Let's navigate to the Diagnostic Settings for the cluster where we can configure a rule to store platform logs from the control plane of AKS. The full reference of what each table provides is here. We really care about seeing which identities are creating, updating, deleting etc. in the cluster. While get/list operations may be necessary, take note that they significantly increase the number of logs captured. AKS conveniently provides the kube-audit-admin table to remove reads so we can focus on the operations we care about:

The kube-audit-admin table captures the important events on the API Server and removes get and list
Turn on the Diagnostic Settings and enable the Audit Admin logs to enable capturing actions by users and groups

Once this is turned on, we can review the logs and develop a Kusto query to review overall operations on the cluster and the identity who performed that operation.

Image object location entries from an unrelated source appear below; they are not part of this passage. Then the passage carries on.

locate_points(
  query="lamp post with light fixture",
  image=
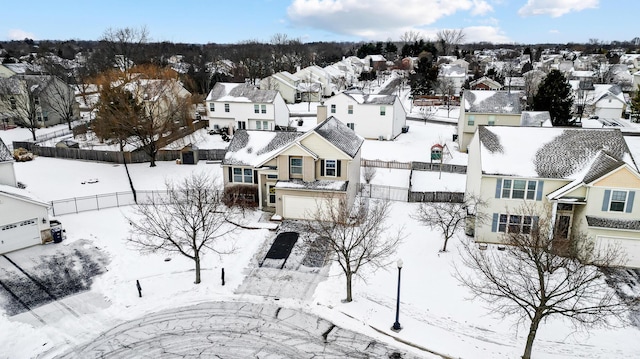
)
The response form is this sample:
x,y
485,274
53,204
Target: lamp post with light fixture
x,y
396,326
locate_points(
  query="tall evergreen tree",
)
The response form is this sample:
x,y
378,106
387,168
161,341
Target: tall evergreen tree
x,y
554,95
635,106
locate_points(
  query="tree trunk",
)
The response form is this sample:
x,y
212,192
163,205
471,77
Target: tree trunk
x,y
349,298
444,247
533,330
197,260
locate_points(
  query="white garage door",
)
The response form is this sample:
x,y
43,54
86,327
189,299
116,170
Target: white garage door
x,y
19,235
297,207
628,247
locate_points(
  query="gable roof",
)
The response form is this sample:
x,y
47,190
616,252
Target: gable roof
x,y
341,136
559,153
252,148
487,101
5,154
370,99
240,92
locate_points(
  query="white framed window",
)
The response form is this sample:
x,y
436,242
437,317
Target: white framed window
x,y
519,189
330,167
515,224
242,175
618,201
295,165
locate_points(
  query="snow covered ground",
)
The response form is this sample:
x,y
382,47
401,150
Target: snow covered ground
x,y
437,314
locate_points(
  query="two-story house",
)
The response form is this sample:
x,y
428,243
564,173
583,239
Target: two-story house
x,y
371,116
292,173
240,106
585,180
284,82
44,100
24,220
492,108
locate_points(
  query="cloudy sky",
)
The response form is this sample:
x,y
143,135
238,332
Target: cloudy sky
x,y
193,21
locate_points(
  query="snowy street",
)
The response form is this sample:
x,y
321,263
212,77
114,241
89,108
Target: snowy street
x,y
232,330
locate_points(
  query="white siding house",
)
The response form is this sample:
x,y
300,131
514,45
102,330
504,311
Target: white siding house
x,y
371,116
242,106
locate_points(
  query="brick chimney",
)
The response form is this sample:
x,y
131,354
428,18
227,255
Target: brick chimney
x,y
322,113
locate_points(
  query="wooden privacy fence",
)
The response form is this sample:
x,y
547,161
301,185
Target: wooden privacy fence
x,y
451,197
101,201
418,166
115,156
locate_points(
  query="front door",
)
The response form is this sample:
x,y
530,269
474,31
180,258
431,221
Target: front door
x,y
271,195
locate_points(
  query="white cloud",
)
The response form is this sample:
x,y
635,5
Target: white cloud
x,y
17,34
555,8
485,34
377,19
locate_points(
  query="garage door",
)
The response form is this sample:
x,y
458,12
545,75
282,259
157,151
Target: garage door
x,y
298,207
628,247
19,235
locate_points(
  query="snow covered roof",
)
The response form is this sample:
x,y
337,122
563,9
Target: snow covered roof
x,y
556,153
251,148
629,224
370,99
487,101
5,154
341,136
240,92
318,185
534,118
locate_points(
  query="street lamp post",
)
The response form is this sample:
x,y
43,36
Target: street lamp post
x,y
396,326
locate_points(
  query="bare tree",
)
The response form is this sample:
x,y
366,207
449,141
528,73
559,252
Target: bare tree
x,y
159,105
534,278
20,101
124,44
448,39
410,36
368,173
449,218
61,100
189,220
358,236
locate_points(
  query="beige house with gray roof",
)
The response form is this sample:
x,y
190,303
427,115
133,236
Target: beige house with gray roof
x,y
293,173
585,179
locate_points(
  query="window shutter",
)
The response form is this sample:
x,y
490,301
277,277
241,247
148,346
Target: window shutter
x,y
539,190
605,201
630,201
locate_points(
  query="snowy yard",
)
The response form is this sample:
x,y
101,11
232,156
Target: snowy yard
x,y
436,312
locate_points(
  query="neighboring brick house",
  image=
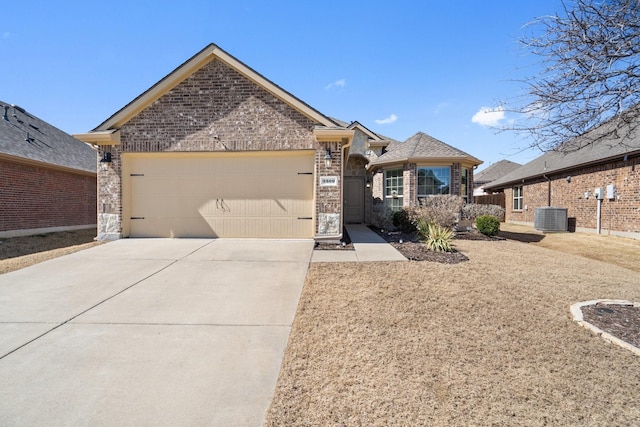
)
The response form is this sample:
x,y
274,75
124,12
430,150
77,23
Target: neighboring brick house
x,y
492,173
214,149
569,180
420,167
47,177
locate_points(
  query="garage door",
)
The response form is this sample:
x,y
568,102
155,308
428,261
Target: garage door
x,y
266,195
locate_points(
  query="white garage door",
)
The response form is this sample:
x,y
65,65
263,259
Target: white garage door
x,y
266,195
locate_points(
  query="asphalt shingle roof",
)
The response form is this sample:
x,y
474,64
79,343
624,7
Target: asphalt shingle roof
x,y
600,151
26,136
420,146
495,171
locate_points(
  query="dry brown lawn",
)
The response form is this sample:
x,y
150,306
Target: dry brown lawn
x,y
21,252
489,341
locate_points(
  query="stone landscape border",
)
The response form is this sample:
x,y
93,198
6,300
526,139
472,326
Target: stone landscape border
x,y
576,311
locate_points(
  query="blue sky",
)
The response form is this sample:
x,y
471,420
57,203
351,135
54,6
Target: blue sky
x,y
397,67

Here is a sample query that provides a good starting point for understanding the operations being executed against the cluster. We will use this as part of our test to see what the hshahin user has been doing in the cluster:

AzureDiagnostics
| where Category == "kube-audit-admin"
| extend event = parse_json(log_s)
| extend HttpMethod = tostring(event.verb)
| extend ResponseCode = tostring(event.responseStatus.code)
| extend Authorized = tostring(event.annotations["authorization.k8s.io/decision"])
| extend User = tostring(event.user.username)
| extend Groups = tostring(event.user.groups)
| extend Apiserver = pod_s
| extend SourceIP = tostring(event.sourceIPs[0])
| project TimeGenerated, Category, HttpMethod, ResponseCode, Authorized, User, Groups, event

To test this, let's create a pod using a kubectl run command:

Creating a pod as the hshahin user

From there, let's head over to the logs to run the query and see what we find:

0:00
/
Query showing the creation of the nginx pod by the hshahin user

We can see the activity that hshahin is using. The query projects helpful columns and extracts additional information from the event json object.

Now let's see how this looks from an unauthorized user - we will use the test-user account. Right now the test-user has no permissions to create a pod:

The test-user cannot deploy pods

If we view what this looks like in the logs, we should expect to see the "Authorized" column shows us forbidden. That column is extrapolated from a kubernetes annotation applied to the event and we project it as a column to make the query easier to view:

0:00
/
The test-user is unauthorized to create pods. We can see that in the audit logs

Summary

I'm hoping this helps to improve your security posture with AKS. These are a few simple configurations to enable that get you much closer to applying least privilege and ensuring your cluster is being accessed in a controlled manner. There is still other concepts to explore around this topic, including the creation of RBAC roles and also thinking through securing Service Accounts and traditional Service Principles that we might apply to CI/CD and automation workflows that interact with the cluster.